Andrew Rolph states that to build this wall, people were or­ganized in companies with captains. Mortin Rasmussen, he remembers, was captain over one group. The wall was constructed on a straight line, for about three blocks on the east side of Fourth East. Orin Clark's house, about southeast of the corner of the interdiction of Main and Fourth East was east or outside of the wall. North of Main, the wall ran about a block north, then northwest one block, and ended there. Svend Larsen's and Jim Walker's houses, about southeast of the corner of intersection of Fourth East and Main, and the house on the northeast corner of interdiction of First North and Third East was west, or inside of the wall. The rocks from this wall were later used to wall up cellars all about the city. R. N. Bennett stated that a bastille was started In this wall but not completed.''

p 130: with R. N. (Dolph) Bennett acting as head freighter. Long trips were made with mule or horse teams, shorter ones with ox teams. The store receiving cash for their produce, many people were thereby benefited. 

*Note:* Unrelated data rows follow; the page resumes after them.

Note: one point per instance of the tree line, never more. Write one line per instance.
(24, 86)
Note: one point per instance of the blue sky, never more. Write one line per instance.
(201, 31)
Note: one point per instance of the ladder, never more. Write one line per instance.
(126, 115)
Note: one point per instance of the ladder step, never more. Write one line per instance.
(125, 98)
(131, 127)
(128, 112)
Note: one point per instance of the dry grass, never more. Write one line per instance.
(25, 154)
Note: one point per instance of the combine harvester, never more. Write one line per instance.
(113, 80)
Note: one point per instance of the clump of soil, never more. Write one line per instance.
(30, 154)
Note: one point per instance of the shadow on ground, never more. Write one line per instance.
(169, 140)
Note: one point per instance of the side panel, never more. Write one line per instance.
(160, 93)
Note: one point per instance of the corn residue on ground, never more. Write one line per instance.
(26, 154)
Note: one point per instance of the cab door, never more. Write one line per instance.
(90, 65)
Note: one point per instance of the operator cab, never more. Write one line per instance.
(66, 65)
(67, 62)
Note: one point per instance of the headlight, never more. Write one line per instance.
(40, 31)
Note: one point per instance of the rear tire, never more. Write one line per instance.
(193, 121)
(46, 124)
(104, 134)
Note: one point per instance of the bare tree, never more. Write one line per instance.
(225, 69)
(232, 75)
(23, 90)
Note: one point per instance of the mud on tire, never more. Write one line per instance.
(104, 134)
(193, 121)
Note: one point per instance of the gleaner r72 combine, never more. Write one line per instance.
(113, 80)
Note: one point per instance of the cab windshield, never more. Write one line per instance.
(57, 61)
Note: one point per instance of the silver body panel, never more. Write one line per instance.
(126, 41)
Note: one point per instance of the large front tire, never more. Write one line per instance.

p 138: August 26th, 1868, Dan Miller, of Nephi, and his son, returning with a load of lumber from Snow and Douglas Mill in Oak Creek Canyon, east of Spring City, were attacked by Indians. Dolph Bennett, who was on his way to the mill, discovered Mr. Miller lying in a bed of cactus. After lifting him out he went to the mill to give the alarm. 

p 139: Quot­ing R. N. Bennett: "Records show that during the war 72 white people and about 122 Indians were killed in Utah."

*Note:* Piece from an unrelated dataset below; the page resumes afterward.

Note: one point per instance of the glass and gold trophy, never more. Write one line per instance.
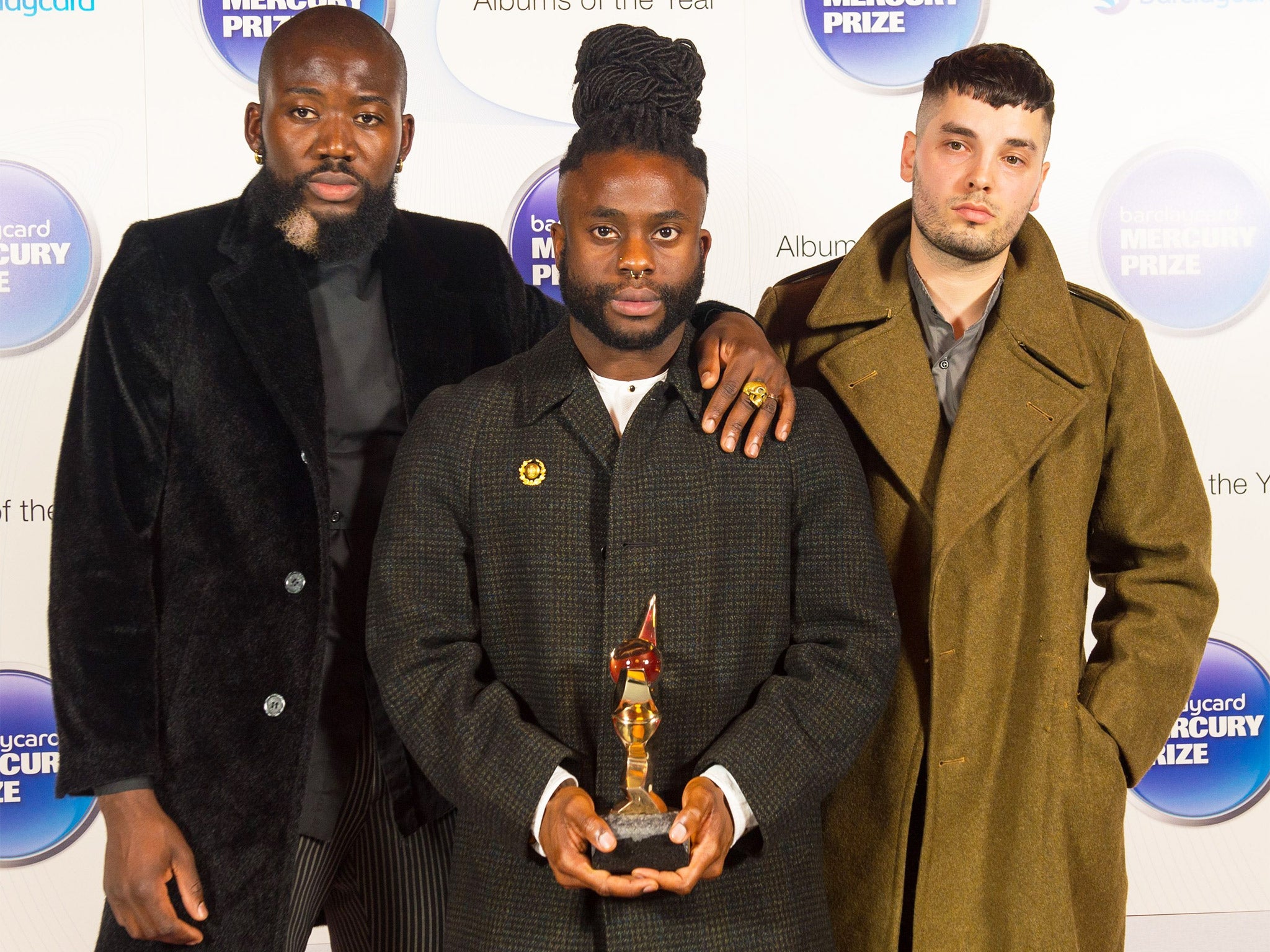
(641, 823)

An act to pension the survivors of certain Indian Wars from

January 1, 1859, to 1891 was approved March 4, 1917. Coming at this late date the majority of those who had served in the early days had passed away. The following named are those who at that time proved up in Mt. Pleasant: Martin Aldrich, Claus An­derson, C. W. Anderson, Rasmus Anderson, Oscar Barton, Rudolph Bennett, Andrew Beckstrom, Martin Bohne, Martin Brother­son, Joseph Burton, John Carlson, James Christensen, Robert Eiertson, Rasmus Frandsen, James Hendricksen, Neils Johansen, Andrew Jensen, Sophus Johnson, John Knudsen, Brigham Lee, Peter Monsen, Bennett Monk, James Olson, Ole Arlson, Olof Rosenlof, Conderset Rowe, Hyrum Seely, John H. Seely, William Seely, Olof Sorensen, John Waldermar, August Wall, Thomas Wrest, Hazzard Wilcox, Alma White, Joseph Wise, Oscar Ander­son, Wesley Bills, Joseph Coates, Henry Ericksen, Peter N. Jensen, Peter Rasmussen, Joseph N. Seely, Andrew Rolph, S. A. Barton, Edmond C. Johnson, William Olson. The last four named are living in Mt. Pleasant, in 1939, as are the widows of Martin Aldrich, Joseph Burton, Sophus Johnson, Oscar Barton, Hazzard Wilcox, John Carlson, Peter M. Jensen, Oscar Anderson and A. G. Omen.

 p 203: Rudolph N. Bennett, a Black Hawk War Veteran, and the last survivor of the pioneers whose names are engraved on the Mt. Pleasant monument, died December 29, 1927, at the age of eighty­four years.